Wouldn't you and other health workers want extraordinary efforts if you were dying?

Mugele: Most clinicians, if they get a terminal disease, would rather go home and be with family than go to the hospital. Maybe we're doing too much at the end of a life, spending too much money and too many resources for very little return.

What happens to a dying person in a poor country like Liberia?

Mugele: We saw a woman, about 70, she probably had cancer, probably had a blood clot in her lungs. We couldn't tell, we didn't have diagnostic equipment. We knew she was dying. In the U.S., we would have been putting tubes in her, putting her on ventilator, giving her a lot of aggressive medications. We knew she wasn't able to get that kind of care [in Liberia]. The best thing we did for her was to turn the monitor off and let her family come to the bedside.

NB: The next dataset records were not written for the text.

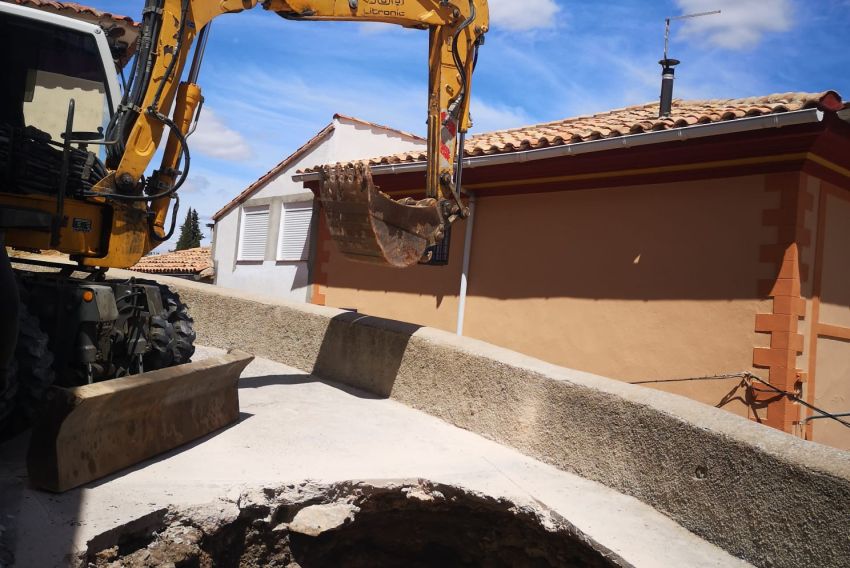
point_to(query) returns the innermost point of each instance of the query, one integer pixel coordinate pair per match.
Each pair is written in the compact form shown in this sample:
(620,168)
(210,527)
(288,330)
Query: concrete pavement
(294,428)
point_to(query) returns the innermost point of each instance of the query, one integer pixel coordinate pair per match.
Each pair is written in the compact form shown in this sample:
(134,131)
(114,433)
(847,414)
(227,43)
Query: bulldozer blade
(88,432)
(369,226)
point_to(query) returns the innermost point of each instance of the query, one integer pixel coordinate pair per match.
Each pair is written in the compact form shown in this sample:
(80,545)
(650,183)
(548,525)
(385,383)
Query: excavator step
(88,432)
(368,226)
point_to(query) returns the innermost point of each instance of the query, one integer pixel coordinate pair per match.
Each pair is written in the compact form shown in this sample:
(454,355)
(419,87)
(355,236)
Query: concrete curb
(764,496)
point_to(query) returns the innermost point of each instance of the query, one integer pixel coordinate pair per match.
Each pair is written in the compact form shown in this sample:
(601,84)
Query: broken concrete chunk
(315,520)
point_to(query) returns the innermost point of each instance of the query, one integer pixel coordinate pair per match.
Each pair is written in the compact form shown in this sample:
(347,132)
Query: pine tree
(190,232)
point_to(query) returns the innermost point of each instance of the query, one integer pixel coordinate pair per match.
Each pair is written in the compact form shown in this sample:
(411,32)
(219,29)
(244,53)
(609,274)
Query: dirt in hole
(353,524)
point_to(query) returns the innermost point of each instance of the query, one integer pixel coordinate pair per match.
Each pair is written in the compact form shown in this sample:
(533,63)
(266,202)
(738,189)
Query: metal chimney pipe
(668,76)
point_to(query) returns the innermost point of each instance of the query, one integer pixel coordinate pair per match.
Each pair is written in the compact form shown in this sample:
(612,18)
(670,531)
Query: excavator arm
(366,224)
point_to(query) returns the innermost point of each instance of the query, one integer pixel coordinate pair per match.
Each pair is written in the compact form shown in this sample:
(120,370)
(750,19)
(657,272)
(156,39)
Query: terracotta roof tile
(70,8)
(376,125)
(282,165)
(630,120)
(189,261)
(286,162)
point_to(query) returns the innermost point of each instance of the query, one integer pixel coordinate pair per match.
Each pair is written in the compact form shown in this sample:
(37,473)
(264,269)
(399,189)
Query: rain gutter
(778,120)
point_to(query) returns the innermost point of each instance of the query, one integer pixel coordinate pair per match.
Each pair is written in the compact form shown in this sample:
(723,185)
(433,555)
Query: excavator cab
(119,351)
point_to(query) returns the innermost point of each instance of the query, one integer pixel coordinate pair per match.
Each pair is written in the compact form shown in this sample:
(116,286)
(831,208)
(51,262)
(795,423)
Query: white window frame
(301,213)
(250,215)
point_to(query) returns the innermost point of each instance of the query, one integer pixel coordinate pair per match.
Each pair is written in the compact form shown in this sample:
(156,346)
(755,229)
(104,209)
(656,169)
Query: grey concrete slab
(296,428)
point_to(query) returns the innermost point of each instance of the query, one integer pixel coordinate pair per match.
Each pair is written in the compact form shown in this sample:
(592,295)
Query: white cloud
(741,23)
(215,139)
(488,117)
(195,183)
(523,16)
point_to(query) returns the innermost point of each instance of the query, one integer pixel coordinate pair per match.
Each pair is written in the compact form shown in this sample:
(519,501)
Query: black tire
(161,340)
(182,324)
(30,377)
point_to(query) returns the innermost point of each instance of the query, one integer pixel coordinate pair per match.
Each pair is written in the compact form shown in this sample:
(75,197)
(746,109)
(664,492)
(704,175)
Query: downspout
(464,276)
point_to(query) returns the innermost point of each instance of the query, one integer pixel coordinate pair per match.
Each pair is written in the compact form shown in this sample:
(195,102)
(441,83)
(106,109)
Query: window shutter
(255,230)
(295,231)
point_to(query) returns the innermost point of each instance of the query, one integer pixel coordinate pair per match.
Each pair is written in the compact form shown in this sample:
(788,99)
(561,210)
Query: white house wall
(349,140)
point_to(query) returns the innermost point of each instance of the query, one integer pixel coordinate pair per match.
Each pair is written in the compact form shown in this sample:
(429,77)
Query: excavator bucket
(91,431)
(369,226)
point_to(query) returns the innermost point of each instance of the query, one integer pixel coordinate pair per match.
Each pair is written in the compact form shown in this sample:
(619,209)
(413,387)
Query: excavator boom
(355,217)
(120,350)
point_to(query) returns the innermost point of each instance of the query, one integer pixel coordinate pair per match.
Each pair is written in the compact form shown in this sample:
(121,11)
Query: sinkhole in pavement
(353,524)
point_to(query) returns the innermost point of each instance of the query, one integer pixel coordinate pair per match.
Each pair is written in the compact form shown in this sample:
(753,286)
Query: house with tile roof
(688,253)
(262,237)
(190,264)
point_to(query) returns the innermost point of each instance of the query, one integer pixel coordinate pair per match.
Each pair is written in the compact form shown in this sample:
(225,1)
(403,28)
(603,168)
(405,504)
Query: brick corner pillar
(789,305)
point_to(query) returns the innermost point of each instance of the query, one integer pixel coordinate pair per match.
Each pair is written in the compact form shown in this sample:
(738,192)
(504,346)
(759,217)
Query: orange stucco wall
(832,354)
(640,283)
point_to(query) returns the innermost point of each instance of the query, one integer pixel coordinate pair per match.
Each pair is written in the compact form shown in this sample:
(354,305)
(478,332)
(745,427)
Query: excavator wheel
(172,332)
(182,324)
(29,378)
(162,344)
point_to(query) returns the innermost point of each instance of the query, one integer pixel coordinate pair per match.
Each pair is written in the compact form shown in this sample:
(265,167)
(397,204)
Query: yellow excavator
(101,367)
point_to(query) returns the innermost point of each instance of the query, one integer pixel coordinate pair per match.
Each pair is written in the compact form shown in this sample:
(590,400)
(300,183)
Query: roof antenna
(668,72)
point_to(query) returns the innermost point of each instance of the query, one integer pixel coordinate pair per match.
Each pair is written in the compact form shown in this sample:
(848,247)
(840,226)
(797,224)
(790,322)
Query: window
(44,67)
(294,233)
(254,233)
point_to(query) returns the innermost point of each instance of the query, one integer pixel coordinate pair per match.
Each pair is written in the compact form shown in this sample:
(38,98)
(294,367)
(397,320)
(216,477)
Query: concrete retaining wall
(762,495)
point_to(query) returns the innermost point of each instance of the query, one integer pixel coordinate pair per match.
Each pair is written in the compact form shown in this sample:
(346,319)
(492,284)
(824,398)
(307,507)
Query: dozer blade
(368,226)
(87,432)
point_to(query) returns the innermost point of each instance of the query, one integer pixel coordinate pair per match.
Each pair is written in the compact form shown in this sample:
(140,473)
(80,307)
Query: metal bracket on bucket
(369,226)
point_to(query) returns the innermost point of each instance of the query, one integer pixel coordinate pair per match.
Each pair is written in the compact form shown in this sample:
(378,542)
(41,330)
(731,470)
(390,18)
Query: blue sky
(271,84)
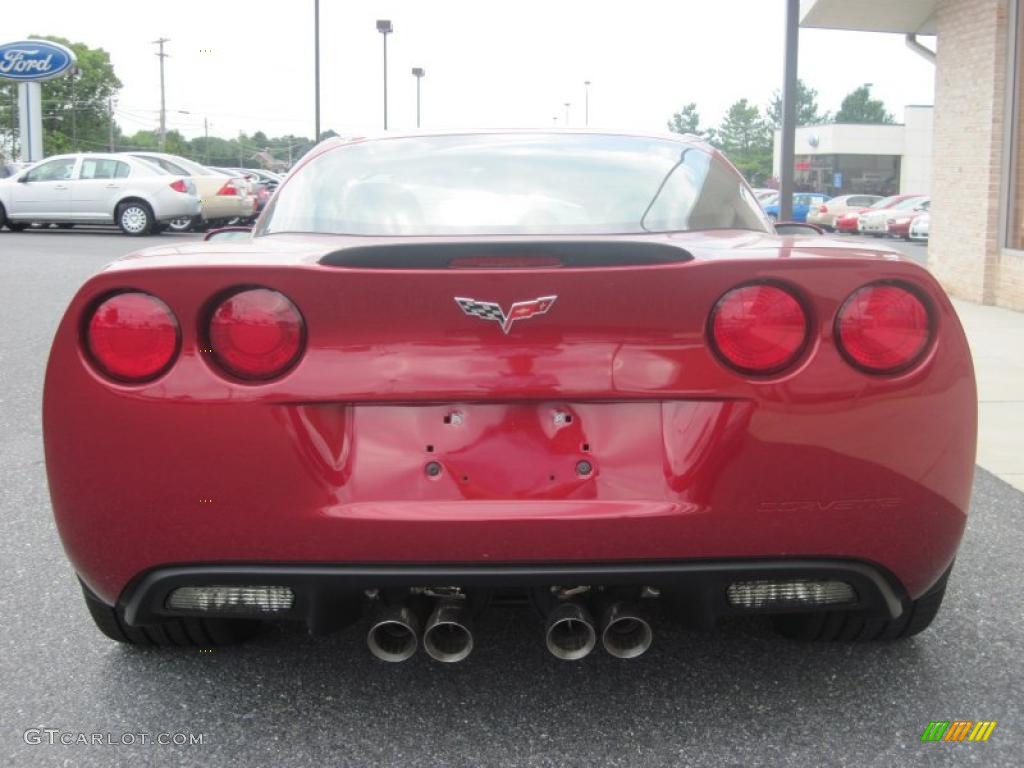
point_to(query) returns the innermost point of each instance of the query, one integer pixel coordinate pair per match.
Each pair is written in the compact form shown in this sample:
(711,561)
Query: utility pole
(163,104)
(385,28)
(110,121)
(788,142)
(74,113)
(418,73)
(316,66)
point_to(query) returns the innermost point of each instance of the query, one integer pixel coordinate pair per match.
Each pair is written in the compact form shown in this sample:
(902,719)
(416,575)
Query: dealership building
(846,159)
(977,164)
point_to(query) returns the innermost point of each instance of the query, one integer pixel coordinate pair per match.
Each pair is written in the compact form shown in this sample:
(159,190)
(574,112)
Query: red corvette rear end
(423,388)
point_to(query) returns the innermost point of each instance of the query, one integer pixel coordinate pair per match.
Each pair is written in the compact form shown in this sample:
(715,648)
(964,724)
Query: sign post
(28,62)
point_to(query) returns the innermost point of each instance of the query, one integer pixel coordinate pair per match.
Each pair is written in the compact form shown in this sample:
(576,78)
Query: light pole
(316,68)
(206,136)
(418,73)
(384,28)
(163,107)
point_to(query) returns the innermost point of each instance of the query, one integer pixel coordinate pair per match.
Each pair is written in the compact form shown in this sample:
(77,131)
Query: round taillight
(883,328)
(256,334)
(759,329)
(132,337)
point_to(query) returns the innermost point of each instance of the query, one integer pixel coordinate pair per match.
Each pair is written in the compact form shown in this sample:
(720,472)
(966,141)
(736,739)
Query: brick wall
(970,88)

So in some ways, Liberia is ahead of us.

Mugele: We have so much in the U.S. We have defibrillators and ventilators and all sorts of blood pressure medicine. And we can keep people alive for a long, long time. Whether they're comfortable or responsive to their loved ones or enjoy that extra time is the question.

Meanwhile, in the U.S., we have a hard time even talking about death, let alone figuring out how to have a good death.

Priest: I think a good death is not about how you die. It's about the quality of the life you left behind. And that's not an end-of-life discussion. It's a beginning-of-life discussion.

Note: This interview was edited and condensed for clarity.